Ken Lauber (born May 14, 1941) is an American composer, arranger producer, musician, singer and playwright.

==Early career==
Lauber was born in New York City in 1941 and raised on Long Island. His first music lessons of note were drum lessons at the age of thirteen with the drummers Gene Krupa and Cozy Cole. He continued his studies when he entered The Juilliard School of Music in the extension division when he was still in junior and senior high school studying percussion with Morris Goldenberg and Saul Goodman.

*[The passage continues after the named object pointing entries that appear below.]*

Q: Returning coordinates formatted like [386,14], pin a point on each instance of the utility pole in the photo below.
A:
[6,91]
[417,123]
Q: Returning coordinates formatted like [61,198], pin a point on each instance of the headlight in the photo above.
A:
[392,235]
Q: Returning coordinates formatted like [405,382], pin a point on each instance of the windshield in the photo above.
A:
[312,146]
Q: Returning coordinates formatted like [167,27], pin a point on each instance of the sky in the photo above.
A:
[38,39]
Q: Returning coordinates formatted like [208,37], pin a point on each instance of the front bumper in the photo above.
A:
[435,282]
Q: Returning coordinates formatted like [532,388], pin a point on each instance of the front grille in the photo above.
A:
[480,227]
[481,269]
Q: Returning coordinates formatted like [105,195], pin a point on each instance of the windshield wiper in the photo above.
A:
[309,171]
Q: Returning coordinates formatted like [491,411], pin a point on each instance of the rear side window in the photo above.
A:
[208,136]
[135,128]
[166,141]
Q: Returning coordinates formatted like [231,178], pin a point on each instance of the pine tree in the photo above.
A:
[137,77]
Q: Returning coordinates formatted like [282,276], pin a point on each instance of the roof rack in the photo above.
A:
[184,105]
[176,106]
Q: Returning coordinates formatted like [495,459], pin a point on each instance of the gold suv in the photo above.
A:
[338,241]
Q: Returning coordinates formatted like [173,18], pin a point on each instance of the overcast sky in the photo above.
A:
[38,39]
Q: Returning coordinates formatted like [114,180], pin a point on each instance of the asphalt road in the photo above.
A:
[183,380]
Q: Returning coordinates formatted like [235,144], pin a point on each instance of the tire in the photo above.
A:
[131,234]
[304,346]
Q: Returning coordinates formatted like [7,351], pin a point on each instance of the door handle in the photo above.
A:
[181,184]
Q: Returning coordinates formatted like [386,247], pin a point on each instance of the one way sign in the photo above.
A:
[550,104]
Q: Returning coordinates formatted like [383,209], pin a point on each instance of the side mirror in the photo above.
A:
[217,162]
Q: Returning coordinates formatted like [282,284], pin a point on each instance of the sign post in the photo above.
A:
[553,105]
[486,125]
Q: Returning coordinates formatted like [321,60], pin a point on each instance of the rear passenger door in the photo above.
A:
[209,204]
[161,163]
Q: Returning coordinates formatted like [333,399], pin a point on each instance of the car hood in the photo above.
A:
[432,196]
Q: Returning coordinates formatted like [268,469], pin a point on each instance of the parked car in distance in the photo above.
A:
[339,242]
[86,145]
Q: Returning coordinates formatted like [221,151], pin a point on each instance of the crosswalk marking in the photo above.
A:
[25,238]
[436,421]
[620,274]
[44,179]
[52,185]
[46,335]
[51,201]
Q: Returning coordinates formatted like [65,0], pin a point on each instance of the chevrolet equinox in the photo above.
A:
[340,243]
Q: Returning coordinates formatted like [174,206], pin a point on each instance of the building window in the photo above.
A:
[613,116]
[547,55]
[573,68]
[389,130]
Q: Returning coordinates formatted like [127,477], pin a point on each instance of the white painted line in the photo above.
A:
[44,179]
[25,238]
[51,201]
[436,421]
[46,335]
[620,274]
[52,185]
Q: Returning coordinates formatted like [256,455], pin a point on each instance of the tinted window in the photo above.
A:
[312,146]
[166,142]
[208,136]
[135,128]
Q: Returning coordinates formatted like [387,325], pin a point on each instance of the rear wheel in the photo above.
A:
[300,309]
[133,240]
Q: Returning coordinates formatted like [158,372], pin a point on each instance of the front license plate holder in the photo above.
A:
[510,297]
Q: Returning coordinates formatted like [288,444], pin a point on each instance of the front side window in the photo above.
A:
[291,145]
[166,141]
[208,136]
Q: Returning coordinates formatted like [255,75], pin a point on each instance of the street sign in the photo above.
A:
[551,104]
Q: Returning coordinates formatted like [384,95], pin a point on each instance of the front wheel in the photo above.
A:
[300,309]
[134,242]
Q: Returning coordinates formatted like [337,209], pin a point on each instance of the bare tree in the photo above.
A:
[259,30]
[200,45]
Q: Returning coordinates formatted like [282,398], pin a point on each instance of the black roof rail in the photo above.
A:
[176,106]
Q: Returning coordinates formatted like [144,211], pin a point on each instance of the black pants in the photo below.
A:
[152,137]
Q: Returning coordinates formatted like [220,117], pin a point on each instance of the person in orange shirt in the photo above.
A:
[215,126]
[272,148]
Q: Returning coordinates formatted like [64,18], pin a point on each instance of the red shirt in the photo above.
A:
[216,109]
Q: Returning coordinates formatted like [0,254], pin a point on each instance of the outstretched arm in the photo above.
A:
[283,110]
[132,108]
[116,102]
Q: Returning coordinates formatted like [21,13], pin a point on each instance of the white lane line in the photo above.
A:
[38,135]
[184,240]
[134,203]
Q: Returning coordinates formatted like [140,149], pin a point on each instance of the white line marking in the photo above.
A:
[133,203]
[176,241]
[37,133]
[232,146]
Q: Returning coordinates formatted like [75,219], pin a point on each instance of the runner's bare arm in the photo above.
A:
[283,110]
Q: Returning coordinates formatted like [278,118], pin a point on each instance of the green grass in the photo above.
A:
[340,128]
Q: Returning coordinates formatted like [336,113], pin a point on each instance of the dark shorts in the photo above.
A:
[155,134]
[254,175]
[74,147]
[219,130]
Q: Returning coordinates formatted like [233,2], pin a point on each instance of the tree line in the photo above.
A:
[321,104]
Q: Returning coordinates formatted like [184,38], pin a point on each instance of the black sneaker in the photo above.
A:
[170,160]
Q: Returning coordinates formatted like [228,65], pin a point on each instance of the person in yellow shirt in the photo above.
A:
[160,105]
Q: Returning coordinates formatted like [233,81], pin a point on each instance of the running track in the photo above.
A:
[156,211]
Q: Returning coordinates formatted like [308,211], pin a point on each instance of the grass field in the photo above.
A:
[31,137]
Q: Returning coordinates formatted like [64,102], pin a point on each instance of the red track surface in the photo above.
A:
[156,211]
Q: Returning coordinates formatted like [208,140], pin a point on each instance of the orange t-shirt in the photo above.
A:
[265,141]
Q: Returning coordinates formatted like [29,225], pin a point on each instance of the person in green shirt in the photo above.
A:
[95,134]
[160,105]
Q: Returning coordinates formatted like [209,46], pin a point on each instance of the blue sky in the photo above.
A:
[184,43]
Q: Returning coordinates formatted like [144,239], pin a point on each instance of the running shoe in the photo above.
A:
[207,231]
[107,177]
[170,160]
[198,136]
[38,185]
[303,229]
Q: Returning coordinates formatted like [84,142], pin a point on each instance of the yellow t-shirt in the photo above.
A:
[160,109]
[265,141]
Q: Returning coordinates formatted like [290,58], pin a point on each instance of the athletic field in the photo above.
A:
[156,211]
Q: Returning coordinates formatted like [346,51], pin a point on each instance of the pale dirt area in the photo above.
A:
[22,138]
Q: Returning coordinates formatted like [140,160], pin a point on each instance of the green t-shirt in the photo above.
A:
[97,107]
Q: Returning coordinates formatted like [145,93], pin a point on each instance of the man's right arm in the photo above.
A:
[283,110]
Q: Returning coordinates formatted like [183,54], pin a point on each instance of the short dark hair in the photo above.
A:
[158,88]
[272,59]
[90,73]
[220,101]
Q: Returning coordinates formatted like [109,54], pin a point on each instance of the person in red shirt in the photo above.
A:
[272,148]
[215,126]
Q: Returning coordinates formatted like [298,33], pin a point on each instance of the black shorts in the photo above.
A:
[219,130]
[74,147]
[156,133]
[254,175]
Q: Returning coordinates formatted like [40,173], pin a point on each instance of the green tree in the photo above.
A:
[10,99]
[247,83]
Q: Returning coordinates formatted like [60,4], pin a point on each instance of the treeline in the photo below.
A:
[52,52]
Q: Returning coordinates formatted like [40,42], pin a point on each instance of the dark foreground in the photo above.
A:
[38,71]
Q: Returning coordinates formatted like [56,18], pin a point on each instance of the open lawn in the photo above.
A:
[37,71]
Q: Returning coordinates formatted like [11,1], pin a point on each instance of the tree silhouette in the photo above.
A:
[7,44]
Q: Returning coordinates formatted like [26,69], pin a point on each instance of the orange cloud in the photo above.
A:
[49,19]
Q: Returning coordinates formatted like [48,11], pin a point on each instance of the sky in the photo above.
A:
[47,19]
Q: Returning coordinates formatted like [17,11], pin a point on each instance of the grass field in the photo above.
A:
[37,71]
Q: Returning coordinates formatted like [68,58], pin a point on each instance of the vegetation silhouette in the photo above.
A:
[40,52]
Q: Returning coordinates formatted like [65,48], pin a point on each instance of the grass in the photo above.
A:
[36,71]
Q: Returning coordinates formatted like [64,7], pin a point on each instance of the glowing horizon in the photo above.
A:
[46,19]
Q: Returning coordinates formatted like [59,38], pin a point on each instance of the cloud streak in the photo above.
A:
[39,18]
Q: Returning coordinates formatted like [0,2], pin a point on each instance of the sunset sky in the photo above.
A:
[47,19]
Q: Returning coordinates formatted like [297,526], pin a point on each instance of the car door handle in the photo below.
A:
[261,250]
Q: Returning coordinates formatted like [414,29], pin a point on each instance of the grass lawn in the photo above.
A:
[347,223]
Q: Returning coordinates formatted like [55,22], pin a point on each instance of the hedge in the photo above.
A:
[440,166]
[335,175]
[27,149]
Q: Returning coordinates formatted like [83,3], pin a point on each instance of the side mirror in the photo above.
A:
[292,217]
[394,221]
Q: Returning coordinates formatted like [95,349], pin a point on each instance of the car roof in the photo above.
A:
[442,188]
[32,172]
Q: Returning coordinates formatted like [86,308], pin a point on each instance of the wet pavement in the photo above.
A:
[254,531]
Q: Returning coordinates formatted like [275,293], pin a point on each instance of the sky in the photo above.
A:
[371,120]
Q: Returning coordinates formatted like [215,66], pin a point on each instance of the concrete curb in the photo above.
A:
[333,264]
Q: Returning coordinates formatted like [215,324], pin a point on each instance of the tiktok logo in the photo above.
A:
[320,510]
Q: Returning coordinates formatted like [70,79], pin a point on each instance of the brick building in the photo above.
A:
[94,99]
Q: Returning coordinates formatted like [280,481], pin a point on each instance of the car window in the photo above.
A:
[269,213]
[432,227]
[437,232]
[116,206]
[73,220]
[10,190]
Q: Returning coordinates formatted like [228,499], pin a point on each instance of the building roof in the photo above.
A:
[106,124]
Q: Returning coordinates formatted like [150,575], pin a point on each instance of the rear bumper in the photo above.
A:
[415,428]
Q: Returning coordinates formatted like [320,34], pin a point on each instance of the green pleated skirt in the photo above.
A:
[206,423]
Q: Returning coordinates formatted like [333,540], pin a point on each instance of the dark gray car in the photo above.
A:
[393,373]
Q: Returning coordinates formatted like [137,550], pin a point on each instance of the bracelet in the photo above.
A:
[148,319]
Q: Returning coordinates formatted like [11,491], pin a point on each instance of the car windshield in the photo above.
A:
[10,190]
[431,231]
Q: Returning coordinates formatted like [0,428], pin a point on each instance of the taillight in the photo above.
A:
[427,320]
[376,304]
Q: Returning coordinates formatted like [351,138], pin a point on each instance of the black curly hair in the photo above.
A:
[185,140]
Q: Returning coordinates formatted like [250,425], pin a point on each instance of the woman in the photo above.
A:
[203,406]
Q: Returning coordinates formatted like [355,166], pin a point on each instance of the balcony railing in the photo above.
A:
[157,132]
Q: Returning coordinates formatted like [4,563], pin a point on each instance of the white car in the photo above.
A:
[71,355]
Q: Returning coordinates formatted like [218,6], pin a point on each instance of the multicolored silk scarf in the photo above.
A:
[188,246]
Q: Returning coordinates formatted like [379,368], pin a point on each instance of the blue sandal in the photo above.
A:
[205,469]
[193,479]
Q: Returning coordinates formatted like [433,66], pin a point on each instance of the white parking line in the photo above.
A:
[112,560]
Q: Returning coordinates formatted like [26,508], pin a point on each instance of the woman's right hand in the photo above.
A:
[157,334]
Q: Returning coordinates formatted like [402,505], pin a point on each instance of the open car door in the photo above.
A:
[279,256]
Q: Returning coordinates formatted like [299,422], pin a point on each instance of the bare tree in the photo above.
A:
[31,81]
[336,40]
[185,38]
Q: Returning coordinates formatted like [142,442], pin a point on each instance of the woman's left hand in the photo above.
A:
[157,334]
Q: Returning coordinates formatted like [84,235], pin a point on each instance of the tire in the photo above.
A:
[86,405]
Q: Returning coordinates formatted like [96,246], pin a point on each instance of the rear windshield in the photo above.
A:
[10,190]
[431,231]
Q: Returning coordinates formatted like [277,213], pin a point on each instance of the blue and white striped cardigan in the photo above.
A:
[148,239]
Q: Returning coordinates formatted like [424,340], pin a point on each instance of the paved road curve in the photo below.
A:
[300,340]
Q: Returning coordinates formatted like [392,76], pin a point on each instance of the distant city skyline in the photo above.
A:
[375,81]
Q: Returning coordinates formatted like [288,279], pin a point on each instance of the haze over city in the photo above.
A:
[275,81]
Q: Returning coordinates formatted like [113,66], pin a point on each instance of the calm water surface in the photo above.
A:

Between 1960 and 1962 he attended two semesters at Ithaca College to further his percussion studies with Warren Benson. He then returned to The Juilliard School to study music composition with the composer Vincent Persichetti, piano with Rosina Lhévinne and conducting with Jean Morel. In addition he studied orchestration privately with Marion Evans.

In 1964, Lauber worked for United Artists Corporation and scored a seven-minute piano concerto for the film The World of Henry Orient, starring Peter Sellers. He also composed the score to The Drifter, a film by Alex Matter that received international success at the Venice Film Festival. Single recordings under his name from Lilies of the Field, a motion picture starring Sidney Poitier, and the Tony Richardson / Albert Finney film Tom Jones were among some of Lauber's early recordings.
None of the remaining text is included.